The Starry Messenger
24 July 2019
2.5 out of 5.0 stars
Last Wednesday I was invited by a friend to join her for The Starry Messenger at the Wyndham’s Theatre. While it wasn’t on my radar as a play to catch, I was excited to see Matthew Broderick live on stage. We had front row seats as well, which is always a bonus.
The Starry Messenger follows the life of Mark Williams, an astronomer at New York City’s Planetarium who is dissatisfied with his life and career, having left his passion for exploring the universe’s secrets mostly behind to teach on a lower level than his qualifications. His lack-lustre family life and disconnect from his life in general make him somewhat dull and disinterested at first, but the chance meeting with Angela, a young mother with strong religious beliefs, spins his life out of control and plunges him into passion and drama that threatens to derail his very conviction and fundamental beliefs.
The play starts off a little slow, with Broderick playing the character of the aging professor in his signature style of a somewhat awkward dreamer. It’s not immediately clear what the play aims to achieve or what the actual story is supposed to be, as the plot drags on a bit and I found myself torn between finding the character of Mark incredibly boring and at the same time intriguing as he seems to hold himself back on a level that seems more suitable for the stereotype of a repressed Brit rather than a New Yorker.
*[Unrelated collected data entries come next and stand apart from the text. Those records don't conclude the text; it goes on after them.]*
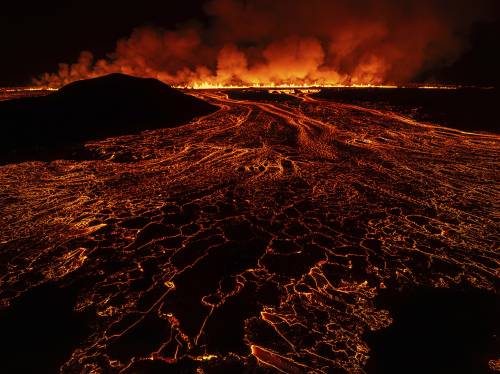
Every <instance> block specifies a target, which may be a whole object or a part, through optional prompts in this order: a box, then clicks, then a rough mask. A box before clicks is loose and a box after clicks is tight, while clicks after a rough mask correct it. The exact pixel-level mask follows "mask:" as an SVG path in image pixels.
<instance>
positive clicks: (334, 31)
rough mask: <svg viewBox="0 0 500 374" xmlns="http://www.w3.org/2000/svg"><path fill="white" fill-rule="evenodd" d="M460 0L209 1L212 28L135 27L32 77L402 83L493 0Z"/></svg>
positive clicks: (451, 58)
mask: <svg viewBox="0 0 500 374" xmlns="http://www.w3.org/2000/svg"><path fill="white" fill-rule="evenodd" d="M461 2H462V1H458V2H456V4H455V6H453V7H445V6H443V5H442V4H439V3H436V2H431V1H416V0H412V1H405V2H395V1H391V0H371V1H366V2H364V3H363V6H360V3H358V2H352V1H347V0H336V1H329V2H325V1H320V0H313V1H307V2H303V1H299V0H293V1H286V2H284V1H273V2H269V1H263V0H250V1H245V2H242V1H240V0H212V1H209V2H208V3H207V6H206V12H207V15H208V16H209V17H210V19H211V22H210V23H209V26H208V25H204V26H200V25H198V24H197V25H193V23H189V24H186V25H181V26H179V27H178V28H177V29H176V30H163V29H159V28H153V27H140V28H137V29H135V30H134V31H133V32H132V34H131V36H130V37H129V38H128V39H122V40H119V41H118V43H117V45H116V49H115V51H114V52H112V53H110V54H108V55H107V56H106V57H105V58H94V56H93V54H92V53H91V52H89V51H84V52H82V53H81V55H80V57H79V59H78V61H77V62H76V63H74V64H66V63H63V64H60V66H59V70H58V71H57V72H55V73H46V74H43V75H42V76H40V77H38V78H36V79H34V82H35V83H36V84H38V85H40V86H47V87H61V86H63V85H64V84H67V83H69V82H72V81H75V80H80V79H86V78H92V77H97V76H101V75H105V74H109V73H114V72H121V73H125V74H129V75H134V76H139V77H154V78H157V79H159V80H161V81H163V82H165V83H168V84H171V85H173V86H176V87H190V88H221V87H249V86H250V87H274V86H280V87H284V86H290V87H303V86H307V87H310V86H323V87H329V86H339V85H340V86H352V85H354V86H356V85H362V86H373V85H401V84H406V83H408V82H415V81H419V79H420V76H421V74H422V73H423V72H425V71H426V70H428V69H429V68H431V67H434V66H440V65H446V64H448V63H450V62H452V61H453V60H454V59H456V58H457V57H458V56H459V55H460V54H461V53H462V52H463V51H464V48H466V45H467V42H466V37H465V36H466V35H467V32H468V29H469V28H470V26H471V25H472V24H473V23H474V22H476V21H478V20H481V19H484V18H485V14H487V9H488V7H487V6H486V5H487V4H488V3H490V2H488V1H487V0H479V1H478V2H476V3H477V4H476V6H475V8H474V10H473V11H471V10H470V9H467V11H465V10H466V9H465V8H466V7H463V6H461V5H460V4H461Z"/></svg>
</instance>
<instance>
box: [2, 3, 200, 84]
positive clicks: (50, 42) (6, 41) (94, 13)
mask: <svg viewBox="0 0 500 374" xmlns="http://www.w3.org/2000/svg"><path fill="white" fill-rule="evenodd" d="M203 3H204V1H203V0H175V1H172V0H140V1H134V2H129V1H123V0H121V1H120V0H78V1H75V0H45V1H33V2H28V1H24V0H14V1H3V2H2V4H1V5H0V46H1V54H0V57H1V58H0V86H5V85H16V84H24V83H29V82H30V80H31V78H32V77H33V76H36V75H38V74H41V73H43V72H46V71H54V70H57V64H58V63H60V62H73V61H75V60H76V59H77V58H78V55H79V54H80V52H81V51H82V50H89V51H92V52H93V53H95V54H96V55H98V56H100V55H104V54H105V53H107V52H109V51H112V50H113V49H114V47H115V44H116V41H117V40H118V39H119V38H124V37H127V36H128V35H130V33H131V31H132V30H133V29H134V28H135V27H138V26H143V25H148V26H158V27H164V28H173V27H175V26H176V24H178V23H184V22H187V21H189V20H191V19H196V20H198V21H199V22H206V16H204V12H203Z"/></svg>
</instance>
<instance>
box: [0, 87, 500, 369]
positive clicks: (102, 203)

But there are enough laughs strewn throughout the first half to keep me interested.
The second half definitely picks up and kicks things into gear at a very different pace. Spinning into tragedy and drama and keeping the comedy very muted, it’s a rollercoaster ride for the heart that seems more suitable for a tv drama than the stage. Don’t get me wrong, it’s very well done, but at times seems a little overdrawn and too constructed. Mark’s marriage is held together loosely by a strong, intelligent wife who seems to wilfully ignore her husband’s many shortcomings, while he struggles to keep his life together while figuring out what he actually wants to do, in his career and his private relationships.
While Broderick does a great job with his character, aided by fantastic performances by Elizabeth McGovern and Rosalind Eleazar, the plot is just too soap opera to really work in a stage play. It lacks depth and development in so many moments that would have been perfect for it.
Still, it is entertaining and emotional, funny and thought provoking. Though it seems to fall apart on the edges at times and needs some work to be more cohesive. It’s decent entertainment with strong actors taking the lead that explores human connection and tragedy, wrapped in good comedy.